However, the numbers suggest that the trend could reverse before 2019 is out. CEO Kim Bayley, who starred on the cover of Music Week in July 2018, said that streaming “has made it fashionable to pay for music again”.
“Paid-for streaming has clearly yet to reach its full potential,” she added.
ERA’s figures show that more males pay to stream (24.3%) than stream for free (23.9%), and more 25-34 year-olds also choose paid-for (34.9%) than free (27.9%). The same applies to 35-44s (26.54% vs24.38%).
Ten years ago, popular opinion was that it was all over for the music biz
Kim Bayley, ERA
Bayley said: “Ten or 15 years ago, popular opinion had it that it was all over for the music business and people would no longer pay for music. These figures are a striking vindication of the innovation and investment of digital services.
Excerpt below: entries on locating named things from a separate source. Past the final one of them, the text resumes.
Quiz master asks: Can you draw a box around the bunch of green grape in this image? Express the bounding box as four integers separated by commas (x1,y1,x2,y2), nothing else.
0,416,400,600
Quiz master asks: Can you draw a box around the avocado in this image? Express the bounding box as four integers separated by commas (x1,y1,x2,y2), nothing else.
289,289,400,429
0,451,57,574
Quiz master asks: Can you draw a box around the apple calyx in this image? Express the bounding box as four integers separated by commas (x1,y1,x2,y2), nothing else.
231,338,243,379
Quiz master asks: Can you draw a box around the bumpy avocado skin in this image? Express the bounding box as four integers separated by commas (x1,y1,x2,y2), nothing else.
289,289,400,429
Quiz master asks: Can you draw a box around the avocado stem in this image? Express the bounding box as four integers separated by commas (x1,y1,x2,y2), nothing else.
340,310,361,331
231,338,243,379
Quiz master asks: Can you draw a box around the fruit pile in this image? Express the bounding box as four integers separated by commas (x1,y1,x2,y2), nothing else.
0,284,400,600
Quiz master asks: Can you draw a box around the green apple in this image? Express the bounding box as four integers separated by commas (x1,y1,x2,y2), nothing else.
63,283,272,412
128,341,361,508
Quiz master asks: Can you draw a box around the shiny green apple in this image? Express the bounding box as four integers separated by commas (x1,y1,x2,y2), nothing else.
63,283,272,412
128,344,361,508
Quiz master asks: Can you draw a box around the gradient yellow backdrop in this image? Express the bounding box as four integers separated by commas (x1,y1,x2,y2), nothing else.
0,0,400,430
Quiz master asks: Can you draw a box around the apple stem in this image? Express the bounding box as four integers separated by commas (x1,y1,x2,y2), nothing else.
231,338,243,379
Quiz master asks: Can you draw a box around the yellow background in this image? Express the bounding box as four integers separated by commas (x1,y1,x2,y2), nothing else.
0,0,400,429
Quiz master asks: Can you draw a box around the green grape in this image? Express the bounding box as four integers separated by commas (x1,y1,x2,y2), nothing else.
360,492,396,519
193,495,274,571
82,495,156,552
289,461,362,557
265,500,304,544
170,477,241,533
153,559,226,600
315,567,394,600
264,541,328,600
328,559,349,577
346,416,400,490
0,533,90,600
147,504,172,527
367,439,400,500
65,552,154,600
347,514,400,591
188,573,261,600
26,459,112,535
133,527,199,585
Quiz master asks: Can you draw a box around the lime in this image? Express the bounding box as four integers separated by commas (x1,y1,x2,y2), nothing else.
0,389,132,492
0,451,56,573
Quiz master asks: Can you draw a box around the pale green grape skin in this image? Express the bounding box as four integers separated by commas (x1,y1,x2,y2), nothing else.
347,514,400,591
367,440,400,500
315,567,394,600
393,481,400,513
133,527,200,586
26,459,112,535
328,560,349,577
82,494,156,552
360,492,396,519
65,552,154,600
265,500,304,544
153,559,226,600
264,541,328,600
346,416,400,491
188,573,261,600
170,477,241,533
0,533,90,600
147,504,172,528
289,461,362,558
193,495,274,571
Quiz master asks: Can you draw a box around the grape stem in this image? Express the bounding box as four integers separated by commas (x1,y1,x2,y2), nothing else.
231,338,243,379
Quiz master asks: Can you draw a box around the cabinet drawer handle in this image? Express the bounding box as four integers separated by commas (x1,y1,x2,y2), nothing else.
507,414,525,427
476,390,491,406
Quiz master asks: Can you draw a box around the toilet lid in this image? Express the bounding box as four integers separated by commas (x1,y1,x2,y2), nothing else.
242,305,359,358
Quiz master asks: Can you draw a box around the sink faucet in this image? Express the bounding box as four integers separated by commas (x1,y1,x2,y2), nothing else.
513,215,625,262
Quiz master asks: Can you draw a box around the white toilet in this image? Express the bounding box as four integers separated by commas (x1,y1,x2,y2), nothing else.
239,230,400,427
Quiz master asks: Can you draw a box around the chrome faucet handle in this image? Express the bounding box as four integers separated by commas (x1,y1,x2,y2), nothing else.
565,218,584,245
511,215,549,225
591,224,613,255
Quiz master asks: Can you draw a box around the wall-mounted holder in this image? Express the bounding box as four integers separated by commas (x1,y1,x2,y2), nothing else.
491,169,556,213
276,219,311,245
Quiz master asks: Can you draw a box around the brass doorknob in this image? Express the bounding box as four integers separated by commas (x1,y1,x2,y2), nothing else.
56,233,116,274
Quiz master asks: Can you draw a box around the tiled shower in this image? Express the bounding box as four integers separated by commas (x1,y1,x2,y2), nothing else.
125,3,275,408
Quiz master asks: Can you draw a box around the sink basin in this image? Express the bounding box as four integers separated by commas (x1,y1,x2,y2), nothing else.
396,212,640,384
“What is all the more remarkable, is that the likes of Spotify and YouTube also offer fantastic free services, funded by advertising. These figures suggest that music fans increasingly believe that the added features offered by paid-for services, and the curation which enables them to navigate literally millions of tracks, are definitely worth the money.”
The data is derived from ERA’s authoritative entertainment survey, which has quizzed a panel of 1,500 people on how they consume music video and games every quarter since 2014.
Overall, paid streaming has increased year-on-year by 2.3 percentage points, while free has decreased by 0.2 percentage points.